Essas políticas de permanência, segundo Gabriel, o ajudaram muito, mas ele destaca a necessidade de melhoria e ampliação dessas medidas nas universidades. “Eu moro com os meus pais, então o valor do auxílio eu ajudava em casa, mas e os estudantes que são de outro estado e precisam pagar um aluguel, por exemplo?”, questiona.
A falta de auxílio reverbera, inclusive, em sua tentativa de fazer um intercâmbio de Portugal. Gabriel conta que a universidade disponibilizou uma quantia de bolsas financeiras para ajudar com outros gastos, além das mensalidades da faculdade, como moradia, alimentação e transporte, mas o grupo de alunos contemplados foi muito pequeno. A seleção dos estudantes, pontua, é feita principalmente por critérios de mérito, e não socioeconômicos.
Assim, para estudantes de baixa renda não basta ser aprovado em uma universidade estrangeira.
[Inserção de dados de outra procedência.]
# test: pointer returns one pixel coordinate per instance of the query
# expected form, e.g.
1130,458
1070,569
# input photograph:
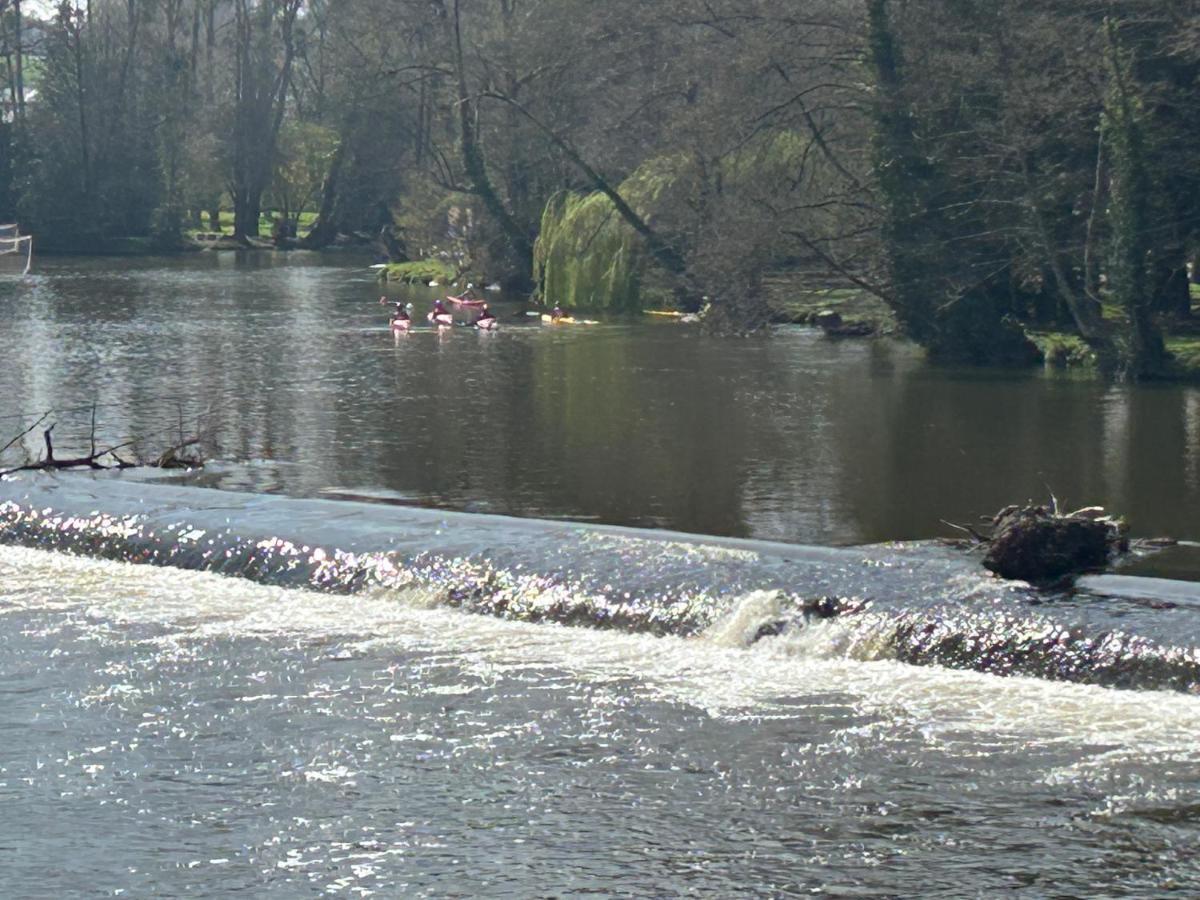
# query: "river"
405,693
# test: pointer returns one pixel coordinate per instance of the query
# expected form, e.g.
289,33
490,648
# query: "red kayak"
466,301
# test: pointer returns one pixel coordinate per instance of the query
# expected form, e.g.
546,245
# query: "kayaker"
486,321
441,315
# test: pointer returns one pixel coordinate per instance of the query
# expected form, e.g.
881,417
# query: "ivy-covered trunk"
1129,187
954,319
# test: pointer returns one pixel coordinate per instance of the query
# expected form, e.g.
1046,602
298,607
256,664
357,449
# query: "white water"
715,672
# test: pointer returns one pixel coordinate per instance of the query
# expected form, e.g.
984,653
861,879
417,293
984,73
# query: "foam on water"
714,672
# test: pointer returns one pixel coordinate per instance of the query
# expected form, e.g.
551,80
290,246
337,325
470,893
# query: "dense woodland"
985,167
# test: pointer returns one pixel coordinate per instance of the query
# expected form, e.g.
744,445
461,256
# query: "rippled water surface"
177,733
792,437
412,702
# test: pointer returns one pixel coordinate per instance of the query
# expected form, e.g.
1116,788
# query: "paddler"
486,321
441,315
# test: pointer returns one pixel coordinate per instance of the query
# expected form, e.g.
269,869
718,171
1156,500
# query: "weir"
916,603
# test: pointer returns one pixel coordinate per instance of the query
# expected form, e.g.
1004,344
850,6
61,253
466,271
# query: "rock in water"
1037,545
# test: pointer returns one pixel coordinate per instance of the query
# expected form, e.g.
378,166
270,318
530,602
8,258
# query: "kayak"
466,301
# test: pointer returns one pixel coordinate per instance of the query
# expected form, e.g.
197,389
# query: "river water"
283,693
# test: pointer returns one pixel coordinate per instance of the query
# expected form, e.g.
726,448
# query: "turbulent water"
209,691
174,733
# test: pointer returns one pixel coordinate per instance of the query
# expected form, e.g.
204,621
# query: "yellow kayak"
546,319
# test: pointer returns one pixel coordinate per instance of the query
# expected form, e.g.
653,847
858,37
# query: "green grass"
1185,357
1062,349
801,305
420,271
265,222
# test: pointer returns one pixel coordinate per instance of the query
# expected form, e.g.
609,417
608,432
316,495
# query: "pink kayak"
466,301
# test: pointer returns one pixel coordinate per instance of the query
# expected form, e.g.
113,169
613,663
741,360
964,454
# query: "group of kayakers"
441,317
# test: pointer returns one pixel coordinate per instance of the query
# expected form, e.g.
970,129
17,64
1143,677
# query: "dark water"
629,713
790,437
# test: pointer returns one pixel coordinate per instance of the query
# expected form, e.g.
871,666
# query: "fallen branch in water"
105,457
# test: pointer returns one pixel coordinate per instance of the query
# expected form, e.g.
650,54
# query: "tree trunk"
477,167
1128,211
325,229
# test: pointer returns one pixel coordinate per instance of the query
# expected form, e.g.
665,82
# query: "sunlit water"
175,733
625,713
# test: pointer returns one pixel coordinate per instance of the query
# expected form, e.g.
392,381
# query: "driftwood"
105,457
1043,545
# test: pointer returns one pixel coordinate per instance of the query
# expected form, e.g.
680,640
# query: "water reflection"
790,437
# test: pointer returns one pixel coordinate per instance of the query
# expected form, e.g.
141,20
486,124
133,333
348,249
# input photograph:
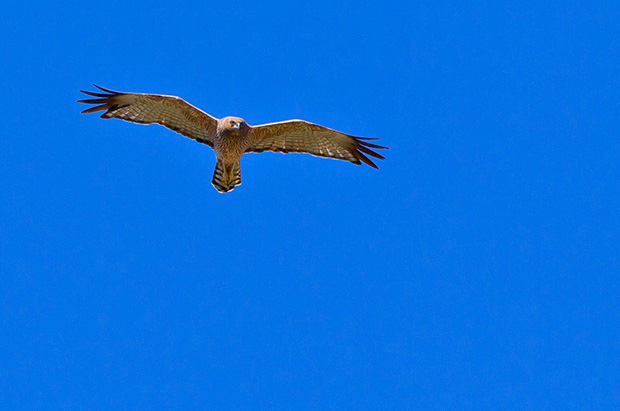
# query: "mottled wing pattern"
299,136
169,111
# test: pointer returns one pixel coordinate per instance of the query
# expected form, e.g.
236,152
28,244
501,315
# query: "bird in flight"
231,137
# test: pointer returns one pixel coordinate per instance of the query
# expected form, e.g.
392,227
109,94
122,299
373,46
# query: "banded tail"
226,176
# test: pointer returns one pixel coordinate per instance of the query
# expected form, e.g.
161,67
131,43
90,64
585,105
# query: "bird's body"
231,137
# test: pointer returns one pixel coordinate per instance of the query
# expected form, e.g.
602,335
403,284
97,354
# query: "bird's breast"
230,146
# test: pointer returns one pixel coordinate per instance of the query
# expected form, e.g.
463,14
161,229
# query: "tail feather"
226,176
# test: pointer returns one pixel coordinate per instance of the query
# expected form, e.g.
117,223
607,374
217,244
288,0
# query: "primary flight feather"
231,137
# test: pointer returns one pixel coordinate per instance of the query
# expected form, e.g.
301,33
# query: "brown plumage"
231,137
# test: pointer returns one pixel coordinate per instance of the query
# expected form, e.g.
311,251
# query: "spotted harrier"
231,137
As despesas da viagem se tornam mais uma barreira a ser ultrapassada.
“Com as cotas, acredito que cada vez mais pessoas de baixa renda estarão dentro da sala de aula de universidades públicas, mas as instituições precisam se preparar para que esses alunos não percam oportunidades legais, como um intercâmbio, por falta de recursos e suporte”, defende Gabriel.